Development of the adapter
We recommend creating a virtual environment to develop the adapter. At the time of writing, uv is a very popular tool to work with Python packages and environments. Installation should be pretty straightforward (docs).
Throughout the rest of this guide, we'll assume you're using uv. uv is a drop-in replacement for pip with greater performance and additional features. You can of course use any other tool you prefer.
Uv is super simple to use and only requires you to run a single command to do the following:
- Create a virtual environment
- Install all dependencies
- Install the adapter in an editable mode
- Install the development dependencies
uv sync
To run anything inside the virtual environment, use uv run .... Otherwise, you can activate the virtual environment before running any commands.
Testing
The integration tests require a Fabric Data Warehouse. Tell our tests how they should connect to your data warehouse by creating a file called test.env in the root of the project.
You can use the provided test.env.sample as a base.
cp test.env.sample test.env
You can use the following command to run the integration tests:
uv run pytest
CI/CD
We use Docker images that have all the things we need to test the adapter in the CI/CD workflows. The Dockerfile is located in the .github directory and pushed to GitHub Packages to this repo. There is one tag per supported Python version.

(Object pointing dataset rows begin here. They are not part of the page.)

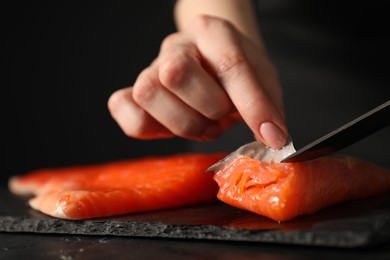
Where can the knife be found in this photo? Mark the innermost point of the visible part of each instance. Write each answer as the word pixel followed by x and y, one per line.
pixel 345 135
pixel 340 138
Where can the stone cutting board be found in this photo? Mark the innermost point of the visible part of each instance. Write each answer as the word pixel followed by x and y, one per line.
pixel 364 223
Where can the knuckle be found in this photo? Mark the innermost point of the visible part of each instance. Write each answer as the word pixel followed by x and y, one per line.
pixel 230 62
pixel 169 40
pixel 136 129
pixel 187 128
pixel 207 22
pixel 219 112
pixel 144 90
pixel 175 70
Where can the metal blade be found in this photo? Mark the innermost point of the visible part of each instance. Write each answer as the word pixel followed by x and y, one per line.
pixel 345 135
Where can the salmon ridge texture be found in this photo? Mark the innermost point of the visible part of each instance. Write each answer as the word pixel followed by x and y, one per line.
pixel 283 191
pixel 122 187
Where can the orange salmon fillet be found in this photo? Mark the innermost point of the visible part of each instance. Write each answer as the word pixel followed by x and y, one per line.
pixel 120 187
pixel 283 191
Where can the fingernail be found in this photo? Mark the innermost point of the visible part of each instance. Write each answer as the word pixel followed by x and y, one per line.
pixel 212 132
pixel 272 135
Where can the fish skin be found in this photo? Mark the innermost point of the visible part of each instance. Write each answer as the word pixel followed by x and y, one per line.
pixel 116 188
pixel 283 191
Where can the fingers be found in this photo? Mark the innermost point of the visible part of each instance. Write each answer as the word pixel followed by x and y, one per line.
pixel 181 72
pixel 134 120
pixel 170 111
pixel 219 44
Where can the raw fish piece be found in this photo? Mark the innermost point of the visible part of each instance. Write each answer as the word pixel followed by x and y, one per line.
pixel 283 191
pixel 120 187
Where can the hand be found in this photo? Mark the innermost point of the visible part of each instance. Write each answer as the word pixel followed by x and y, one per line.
pixel 204 79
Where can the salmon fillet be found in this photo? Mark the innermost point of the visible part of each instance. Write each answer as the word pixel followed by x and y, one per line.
pixel 283 191
pixel 120 187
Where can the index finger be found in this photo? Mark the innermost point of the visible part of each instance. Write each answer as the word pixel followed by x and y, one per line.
pixel 219 45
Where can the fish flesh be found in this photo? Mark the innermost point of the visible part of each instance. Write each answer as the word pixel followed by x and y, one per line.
pixel 283 191
pixel 121 187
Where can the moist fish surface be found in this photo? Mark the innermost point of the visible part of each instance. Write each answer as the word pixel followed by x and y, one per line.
pixel 283 191
pixel 121 187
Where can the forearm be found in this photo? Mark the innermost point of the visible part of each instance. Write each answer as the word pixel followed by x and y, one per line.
pixel 239 12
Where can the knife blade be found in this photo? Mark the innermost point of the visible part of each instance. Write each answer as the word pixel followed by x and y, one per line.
pixel 346 135
pixel 342 137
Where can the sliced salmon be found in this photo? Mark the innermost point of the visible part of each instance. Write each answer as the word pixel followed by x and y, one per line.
pixel 120 187
pixel 283 191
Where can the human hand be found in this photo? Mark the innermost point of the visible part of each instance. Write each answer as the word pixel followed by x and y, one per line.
pixel 203 80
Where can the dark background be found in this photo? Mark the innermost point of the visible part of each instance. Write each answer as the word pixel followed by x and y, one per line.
pixel 61 60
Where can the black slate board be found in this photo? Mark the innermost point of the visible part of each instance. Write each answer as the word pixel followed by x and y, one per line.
pixel 364 223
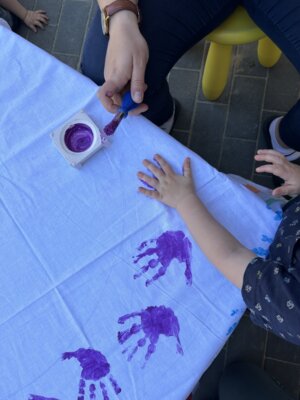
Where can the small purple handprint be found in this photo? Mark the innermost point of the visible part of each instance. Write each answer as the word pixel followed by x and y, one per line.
pixel 94 367
pixel 155 321
pixel 171 245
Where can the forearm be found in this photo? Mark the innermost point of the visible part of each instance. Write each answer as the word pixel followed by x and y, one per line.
pixel 15 7
pixel 220 247
pixel 120 19
pixel 103 3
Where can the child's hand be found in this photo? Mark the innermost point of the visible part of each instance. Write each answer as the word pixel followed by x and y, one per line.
pixel 281 167
pixel 34 19
pixel 170 188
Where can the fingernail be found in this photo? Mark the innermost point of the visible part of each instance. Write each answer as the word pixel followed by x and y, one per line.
pixel 137 97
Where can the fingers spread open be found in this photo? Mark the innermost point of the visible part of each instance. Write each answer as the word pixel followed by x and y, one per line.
pixel 152 182
pixel 164 165
pixel 149 193
pixel 156 171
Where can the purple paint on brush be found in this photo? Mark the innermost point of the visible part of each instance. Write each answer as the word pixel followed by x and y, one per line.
pixel 110 128
pixel 154 321
pixel 78 137
pixel 95 367
pixel 171 245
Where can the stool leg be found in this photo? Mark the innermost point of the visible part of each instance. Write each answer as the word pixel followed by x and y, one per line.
pixel 216 70
pixel 268 53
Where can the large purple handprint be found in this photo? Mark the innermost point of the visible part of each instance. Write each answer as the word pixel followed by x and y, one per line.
pixel 94 367
pixel 171 245
pixel 155 321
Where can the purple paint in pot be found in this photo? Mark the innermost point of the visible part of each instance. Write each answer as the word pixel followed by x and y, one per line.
pixel 169 246
pixel 78 137
pixel 154 321
pixel 111 127
pixel 36 397
pixel 95 367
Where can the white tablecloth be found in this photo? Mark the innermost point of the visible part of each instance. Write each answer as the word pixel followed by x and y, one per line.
pixel 78 316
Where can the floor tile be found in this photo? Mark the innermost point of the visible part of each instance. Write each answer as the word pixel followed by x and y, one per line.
pixel 237 157
pixel 283 86
pixel 287 374
pixel 245 107
pixel 183 86
pixel 207 131
pixel 71 30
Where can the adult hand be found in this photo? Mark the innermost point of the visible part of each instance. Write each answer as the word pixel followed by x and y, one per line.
pixel 126 60
pixel 170 188
pixel 36 19
pixel 281 167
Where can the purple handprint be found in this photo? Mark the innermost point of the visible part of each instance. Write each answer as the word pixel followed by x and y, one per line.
pixel 169 246
pixel 155 321
pixel 94 367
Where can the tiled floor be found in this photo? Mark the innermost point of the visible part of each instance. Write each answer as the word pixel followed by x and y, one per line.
pixel 226 133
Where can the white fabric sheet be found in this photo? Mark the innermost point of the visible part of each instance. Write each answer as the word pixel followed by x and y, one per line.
pixel 69 241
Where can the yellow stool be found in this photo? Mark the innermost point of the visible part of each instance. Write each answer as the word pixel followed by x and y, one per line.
pixel 237 29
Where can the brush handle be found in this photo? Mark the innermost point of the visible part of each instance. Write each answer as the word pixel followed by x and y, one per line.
pixel 127 104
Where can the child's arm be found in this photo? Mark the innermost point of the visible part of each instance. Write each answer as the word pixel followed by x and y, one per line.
pixel 177 191
pixel 281 167
pixel 32 19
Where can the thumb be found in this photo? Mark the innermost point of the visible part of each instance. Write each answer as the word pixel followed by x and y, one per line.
pixel 106 93
pixel 187 171
pixel 283 190
pixel 138 85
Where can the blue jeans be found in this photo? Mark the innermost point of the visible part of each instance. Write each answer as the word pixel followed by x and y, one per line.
pixel 171 27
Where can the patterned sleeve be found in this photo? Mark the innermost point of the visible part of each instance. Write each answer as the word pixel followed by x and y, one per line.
pixel 271 291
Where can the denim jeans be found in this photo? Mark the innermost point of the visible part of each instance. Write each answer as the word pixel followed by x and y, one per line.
pixel 171 27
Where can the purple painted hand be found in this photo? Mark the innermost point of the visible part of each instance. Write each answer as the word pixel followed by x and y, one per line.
pixel 168 247
pixel 94 368
pixel 155 321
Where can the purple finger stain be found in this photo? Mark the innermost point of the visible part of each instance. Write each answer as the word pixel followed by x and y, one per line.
pixel 78 137
pixel 171 245
pixel 95 367
pixel 154 321
pixel 111 127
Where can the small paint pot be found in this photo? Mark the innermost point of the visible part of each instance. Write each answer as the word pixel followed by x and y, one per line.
pixel 78 139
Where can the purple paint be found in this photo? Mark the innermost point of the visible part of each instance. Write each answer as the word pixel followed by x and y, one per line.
pixel 171 245
pixel 36 397
pixel 110 128
pixel 78 137
pixel 154 321
pixel 94 367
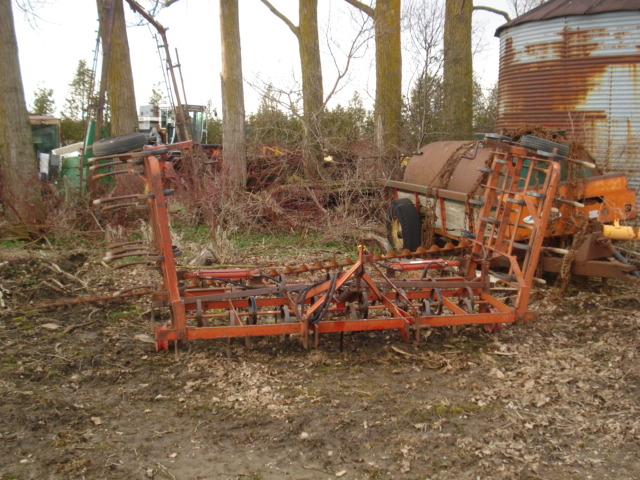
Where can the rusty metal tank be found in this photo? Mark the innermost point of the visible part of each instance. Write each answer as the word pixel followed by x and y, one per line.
pixel 451 165
pixel 573 66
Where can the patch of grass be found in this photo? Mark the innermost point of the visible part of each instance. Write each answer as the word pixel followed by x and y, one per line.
pixel 22 323
pixel 12 243
pixel 284 242
pixel 128 313
pixel 457 409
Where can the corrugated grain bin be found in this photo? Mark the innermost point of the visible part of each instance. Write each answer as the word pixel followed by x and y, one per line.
pixel 573 66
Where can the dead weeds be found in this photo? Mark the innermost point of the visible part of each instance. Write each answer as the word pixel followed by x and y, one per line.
pixel 85 395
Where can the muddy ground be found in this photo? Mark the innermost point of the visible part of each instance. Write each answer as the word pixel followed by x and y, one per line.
pixel 85 395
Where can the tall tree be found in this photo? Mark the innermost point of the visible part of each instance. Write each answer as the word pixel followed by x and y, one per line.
pixel 388 106
pixel 458 69
pixel 312 89
pixel 233 131
pixel 119 84
pixel 79 97
pixel 43 102
pixel 424 116
pixel 80 93
pixel 18 168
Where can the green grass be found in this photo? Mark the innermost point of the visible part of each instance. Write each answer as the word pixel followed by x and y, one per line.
pixel 284 241
pixel 12 243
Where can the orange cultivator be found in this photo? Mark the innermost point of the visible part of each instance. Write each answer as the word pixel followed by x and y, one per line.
pixel 373 292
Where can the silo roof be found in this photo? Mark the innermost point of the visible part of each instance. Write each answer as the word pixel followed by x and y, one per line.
pixel 563 8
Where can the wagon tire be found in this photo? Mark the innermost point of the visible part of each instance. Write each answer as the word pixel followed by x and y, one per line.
pixel 119 144
pixel 536 143
pixel 404 228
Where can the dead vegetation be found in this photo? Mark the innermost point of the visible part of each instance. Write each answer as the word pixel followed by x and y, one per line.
pixel 85 395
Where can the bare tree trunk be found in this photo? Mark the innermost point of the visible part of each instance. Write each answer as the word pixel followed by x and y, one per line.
pixel 312 89
pixel 19 184
pixel 120 89
pixel 458 69
pixel 233 135
pixel 388 107
pixel 388 116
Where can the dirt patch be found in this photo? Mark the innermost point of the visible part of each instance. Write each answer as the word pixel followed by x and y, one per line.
pixel 86 396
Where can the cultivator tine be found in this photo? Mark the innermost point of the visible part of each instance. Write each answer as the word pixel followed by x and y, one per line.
pixel 373 292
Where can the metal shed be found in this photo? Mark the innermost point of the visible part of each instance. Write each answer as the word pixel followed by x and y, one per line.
pixel 573 66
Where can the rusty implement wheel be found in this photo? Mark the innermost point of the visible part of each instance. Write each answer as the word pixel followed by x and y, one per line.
pixel 466 299
pixel 363 306
pixel 435 302
pixel 162 345
pixel 404 228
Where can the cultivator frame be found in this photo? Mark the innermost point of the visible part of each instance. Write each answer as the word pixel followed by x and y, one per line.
pixel 372 292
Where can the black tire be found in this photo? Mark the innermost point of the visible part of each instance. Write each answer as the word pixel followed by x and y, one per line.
pixel 119 144
pixel 537 143
pixel 495 136
pixel 404 228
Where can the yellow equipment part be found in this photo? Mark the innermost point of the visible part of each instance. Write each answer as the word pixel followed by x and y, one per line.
pixel 621 232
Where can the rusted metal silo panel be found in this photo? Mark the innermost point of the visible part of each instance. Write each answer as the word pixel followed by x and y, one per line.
pixel 452 165
pixel 580 74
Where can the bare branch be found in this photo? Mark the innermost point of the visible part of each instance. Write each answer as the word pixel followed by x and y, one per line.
pixel 278 14
pixel 361 6
pixel 493 10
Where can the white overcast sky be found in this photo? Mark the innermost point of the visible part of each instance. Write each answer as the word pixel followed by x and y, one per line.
pixel 65 32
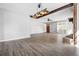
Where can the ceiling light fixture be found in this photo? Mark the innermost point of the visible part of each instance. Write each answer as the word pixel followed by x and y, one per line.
pixel 40 13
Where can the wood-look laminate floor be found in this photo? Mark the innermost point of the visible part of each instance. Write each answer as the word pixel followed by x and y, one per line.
pixel 44 44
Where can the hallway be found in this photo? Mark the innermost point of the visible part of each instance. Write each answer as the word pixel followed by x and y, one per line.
pixel 43 44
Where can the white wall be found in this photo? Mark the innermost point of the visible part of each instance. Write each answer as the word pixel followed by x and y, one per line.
pixel 18 24
pixel 1 24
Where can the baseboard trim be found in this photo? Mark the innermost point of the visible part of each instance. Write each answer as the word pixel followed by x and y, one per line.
pixel 15 39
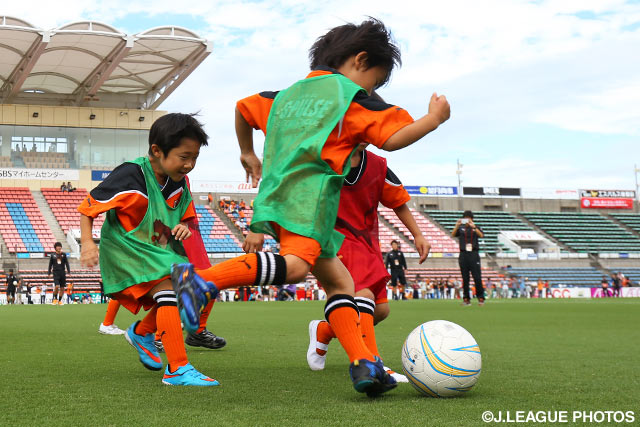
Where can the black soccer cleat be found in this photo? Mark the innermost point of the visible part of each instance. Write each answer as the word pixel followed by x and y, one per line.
pixel 370 377
pixel 205 339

All CI/CD pipelines are using GitHub Actions. The following pipelines are available:
publish-docker: publishes the image we use in all other pipelines.integration-tests: runs the integration tests.release-version: publishes the adapter to PyPI.lint-format: runsruffto check and format the code.
Releasing a new version
Ceate a git tag named v<version> and push it to GitHub.
A GitHub Actions workflow will be triggered to build the package and push it to PyPI.